I found this info on an 034efi.com forum regarding their wasted spark coil setup in a MKII, so thanks to them for sure.


----------



## mattkosem (Apr 29, 2004)

*Re: MS using VR sensor running distributorless-can a stock MKII tach ... (evil-e)*

Would this be appropriate for MKI tachs too?
--Matt


----------



## evil-e (Aug 15, 2005)

*Re: MS using VR sensor running distributorless-can a stock MKII tach ... (mattkosem)*


_Quote, originally posted by *mattkosem* »_Would this be appropriate for MKI tachs too?
--Matt

I'm not 100% sure on this, but I think I read something about the MKI tachs working better off non-oem tach signals.
*Update.*
Also, I hadn't driven the car yesterday morning when I got the resistors and diodes soldered in and the tach signal appeared to be spot on. On my drive home after work, I did however notice that the tach was bouncing around slightly. I'm going to try using the IN4006 diodes in place of the IN4005's since they are rated for a higher voltage range. Also, that is what was recommended on the 034 efi forum, I just couldn't find any of the 4006's at my local Radio Shack.
The tach signal is smooth upon acceleration, but when you're driving at a steady speed/rpm the tach starts to bounce a little bit.
I verified that the tach and the VR sensor are reading the same rpm through MegaTune while driving though.


----------



## steve12345 (Jan 8, 2006)

*Re: MS using VR sensor running distributorless-can a stock MKII tach ... (evil-e)*

Did you ever get the tach to work smoothly? 
I am about to wire up my tach to my wasted spark Megasquirt, and was planning to use this guide.


----------



## evil-e (Aug 15, 2005)

*Re: MS using VR sensor running distributorless-can a stock MKII tach ... (steve12345)*

At idle and up to around 3-4K it works smoothly.
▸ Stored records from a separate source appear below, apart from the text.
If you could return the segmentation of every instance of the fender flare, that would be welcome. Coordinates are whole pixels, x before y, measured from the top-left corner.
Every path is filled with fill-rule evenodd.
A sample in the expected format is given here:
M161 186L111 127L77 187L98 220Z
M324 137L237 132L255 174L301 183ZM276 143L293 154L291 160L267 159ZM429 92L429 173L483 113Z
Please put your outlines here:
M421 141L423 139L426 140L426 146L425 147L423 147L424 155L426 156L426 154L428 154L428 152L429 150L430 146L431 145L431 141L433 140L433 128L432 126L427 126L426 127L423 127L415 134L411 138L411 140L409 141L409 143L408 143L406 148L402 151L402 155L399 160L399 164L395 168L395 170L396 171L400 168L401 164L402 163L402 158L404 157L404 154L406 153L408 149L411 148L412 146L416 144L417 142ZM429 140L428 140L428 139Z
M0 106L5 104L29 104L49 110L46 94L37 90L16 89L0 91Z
It does jump around at times. I was going to get some different diodes and try it again, but it works pretty good right now so I haven't messed with it much.
Here's a pic I borrowed from the 034efi forum thread on this:








Good luck with it, and btw, this setup is meant for a wasted spark system.


----------



## steve12345 (Jan 8, 2006)

*Re: MS using VR sensor running distributorless-can a stock MKII tach ... (evil-e)*

I did this, including the zener diode. Works great. I noticed that my tach reads a bit higher than the tach in megatune. MS says 3000. Tach says 3200. Might be calibration of the gauge. I also noticed that I pick up some RF interference on my radio at certain RPMs. I noticed around 4k today.
I used 1N4001 as they are good for up to 50V. Can't recall the zener part number. And used the 1k 1w resistors. All were in stock at Radio Shack for a few bucks.
Thanks for the pics! http://****************.com/smile/emthup.gif










_Modified by steve12345 at 11:13 PM 12-7-2007_


----------



## evil-e (Aug 15, 2005)

*Re: MS using VR sensor running distributorless-can a stock MKII tach ... (steve12345)*


----------



## chrisbmx68 (Aug 14, 2003)

*Re: MS using VR sensor running distributorless-can a stock MKII tach ... (steve12345)*


_Quote, originally posted by *steve12345* »_I did this, including the zener diode. Works great. I noticed that my tach reads a bit higher than the tach in megatune. MS says 3000. Tach says 3200. Might be calibration of the gauge. I also noticed that I pick up some RF interference on my radio at certain RPMs. I noticed around 4k today.
I used 1N4001 as they are good for up to 50V. Can't recall the zener part number. And used the 1k 1w resistors. All were in stock at Radio Shack for a few bucks.
Thanks for the pics! http://****************.com/smile/emthup.gif









_Modified by steve12345 at 11:13 PM 12-7-2007_

just using megasquirt and a dizzy the tach reads about 200rpm higher than the computer tells me I think you are correct in assuming that is a gauge calibration issue.


----------